Food photography has gained popularity in recent years with the rise of Instagram. If you search #foodphotography or #onthetable, you’ll see an eclectic mix of styled food shots that could easily belong in your favourite cookbook. Many of my Toronto friends are food stylists, food bloggers/writers and professional food photographers, however, unbeknownst to most – many of their photos are taken with a humble iPhone.
The key to taking good food photos isn’t the quality of your lens, it’s all about positioning and lighting. Here are my super straightforward tips to getting a top notch photo without much fuss!
Dine during the daytime
Is your reservation at 9PM in the middle of winter? Don’t expect to get a great food photo without natural light. That brings me to my next point…
Sit near the window
When I make restaurant bookings, I always request to be seated near a window. You’ll want natural light streaming in, but be wary of weird shadows on super sunny days! If you find yourself seated in the back corner, don’t bother. And never use flash!
Wait until everything comes out
I find this increasingly hard in Christchurch where I only know a handful of food Instagrammers and typically eat out with friends and Nick. If you look back to some of my Toronto shots – you’ll see that we’ve waited patiently until everyone’s meal has been served before whipping out our phones. Also, the more meals, the better. You want to showcase the best of what the restaurant has to offer.

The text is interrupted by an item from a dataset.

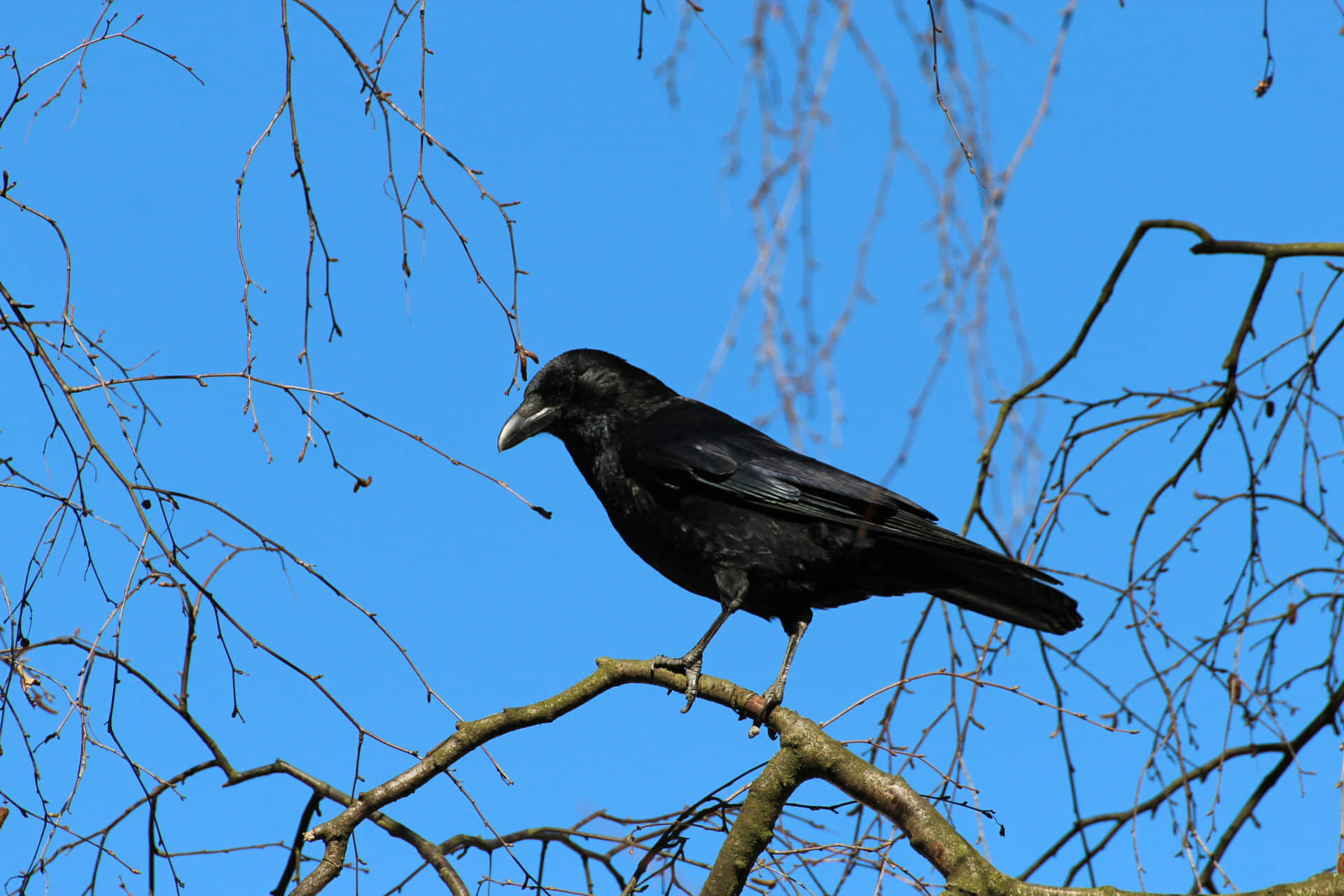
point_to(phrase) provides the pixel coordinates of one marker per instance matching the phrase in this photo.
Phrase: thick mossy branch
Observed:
(806, 752)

Sure, you might get a few stares or weird looks, but my friend, Isabelle (food stylist extraordinaire) says it best: “I just stare right back. The people who look at me funny for styling and photographing my food are the same people who are liking and marvelling at my content on Instagram,” which is definitely true in her case!
Don’t be afraid to move things around…
The best food photos, in my opinion, are carefully styled. Just like a chef artfully arranges the food on the plate, urging you to first eat with your eyes, so should the plates. Experiment with moving plates around, adding or removing cutlery and glasses, and add a hand to humanise the photo.
Showcase unique elements of the restaurant
While many of my food photos showcase just that, the food, I also try to tie in interesting elements of the café or restaurant I’m shooting. Whether it’s a tiled floor or a beautiful bar, capture café interiors are often as beautiful as the food itself!
Are you into food photography? Tell me, what are your tips?